Background: I have data from a simulation where I have a few variables and thus many resulting combinations of parameters. Due to the internal design of the simulation there can be a little variation among the outcomes of identical sets of parameters, so I run a number of identical runs, then calculate their min, max, and mean score. Then, I want to compare the treatment and no-treatment conditions:
- calculate the mean of treatment minus no-treatment
- calculate the difference of the min score of treatment minus max score of no-treatment
- calculate the difference of the max score of treatment minus min score of no-treatment
This gives me the mean difference but also the bounds of the best- and worst-case comparison.
Example data:
my_data <- tribble(
~params, ~treatment, ~mean_score, ~min_score, ~max_score,
"combo a", 0, 91, 90, 92,
"combo a", 1, 92, 92, 92,
"combo b", 0, 89, 87, 91,
"combo b", 1, 92, 89, 92,
"combo c", 0, 90, 90, 90,
"combo c", 1, 89, 85, 93,
)
Blowing the dust off my R skills, my initial attempt is the following, but I do not know how to tell summarize which row should be subtracted from which within the grouping.
Code attempt I know doesn't work:
my_summ_data <- mydata %>%
dplyr::group_by(params = as.factor(params)) %>%
dplyr::summarize(hier_diff=diff(mean_score),
min_max_diff=diff(c(min_score, max_score)),
max_min_diff=diff(c(max_score, min_score)) )
I would like to get
params | hier_diff | min_max_diff | max_min_diff |
---|---|---|---|
combo a | 1 | 0 | 2 |
combo b | 3 | -2 | 5 |
combo c | -1 | -5 | 3 |
but instead I get (btw I don't yet understand why I get these extra rows)
params | hier_diff | min_max_diff | max_min_diff |
---|---|---|---|
combo a | 1 | 2 | 0 |
combo a | 1 | 0 | -2 |
combo a | 1 | 0 | 2 |
combo b | 1 | 2 | 0 |
combo b | 1 | 2 | -4 |
combo b | 1 | 0 | 2 |
combo c | 2 | -2 | 6 |
combo c | 2 | 2 | -6 |
combo c | 2 | 6 | -2 |
I'm not convinced there is a sensible way to do what I want using summarize.
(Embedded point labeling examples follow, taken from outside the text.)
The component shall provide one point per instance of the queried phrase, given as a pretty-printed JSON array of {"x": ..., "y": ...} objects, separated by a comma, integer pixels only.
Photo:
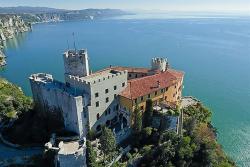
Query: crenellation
[{"x": 94, "y": 94}]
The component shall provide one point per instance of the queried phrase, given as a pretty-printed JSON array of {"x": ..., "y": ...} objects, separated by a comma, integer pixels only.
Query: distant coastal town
[{"x": 15, "y": 20}]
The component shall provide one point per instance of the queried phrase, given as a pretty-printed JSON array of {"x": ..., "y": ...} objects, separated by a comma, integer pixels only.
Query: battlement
[
  {"x": 159, "y": 64},
  {"x": 98, "y": 77},
  {"x": 76, "y": 62},
  {"x": 41, "y": 77},
  {"x": 75, "y": 53}
]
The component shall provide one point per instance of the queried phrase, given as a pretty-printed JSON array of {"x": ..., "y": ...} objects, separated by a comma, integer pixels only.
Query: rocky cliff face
[{"x": 10, "y": 25}]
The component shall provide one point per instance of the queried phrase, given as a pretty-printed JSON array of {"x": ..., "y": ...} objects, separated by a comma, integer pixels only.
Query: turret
[
  {"x": 160, "y": 64},
  {"x": 76, "y": 63}
]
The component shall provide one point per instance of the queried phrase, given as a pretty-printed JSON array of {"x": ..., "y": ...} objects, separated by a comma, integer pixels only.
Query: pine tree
[
  {"x": 137, "y": 120},
  {"x": 147, "y": 117},
  {"x": 90, "y": 155}
]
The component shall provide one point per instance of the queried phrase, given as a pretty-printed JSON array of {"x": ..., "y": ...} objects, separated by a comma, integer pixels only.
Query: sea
[{"x": 214, "y": 53}]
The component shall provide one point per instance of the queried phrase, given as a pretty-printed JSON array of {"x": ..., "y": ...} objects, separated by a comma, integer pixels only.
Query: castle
[{"x": 90, "y": 100}]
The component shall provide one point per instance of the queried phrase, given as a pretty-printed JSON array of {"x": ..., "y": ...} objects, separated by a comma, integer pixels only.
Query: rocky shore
[{"x": 10, "y": 25}]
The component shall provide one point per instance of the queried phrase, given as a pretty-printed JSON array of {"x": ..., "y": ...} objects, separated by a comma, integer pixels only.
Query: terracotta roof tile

But if there is, I would like to know it, and if not, what is the next best alternative?
CodePudding user response:
Please find below one possible solution.
Reprex
- Code
library(dplyr)
library(tibble)
my_summ_data <- my_data %>%
dplyr::group_by(params) %>%
dplyr::arrange(treatment) %>%
dplyr::summarize(hier_diff=diff(mean_score),
min_max_diff=diff(c(max_score[1], min_score[2])),
max_min_diff=diff(c(min_score[1], max_score[2])))
- Output
my_summ_data
#> # A tibble: 3 x 4
#> params hier_diff min_max_diff max_min_diff
#> <chr> <dbl> <dbl> <dbl>
#> 1 combo a 1 0 2
#> 2 combo b 3 -2 5
#> 3 combo c -1 -5 3
Created on 2022-02-14 by the reprex package (v2.0.1)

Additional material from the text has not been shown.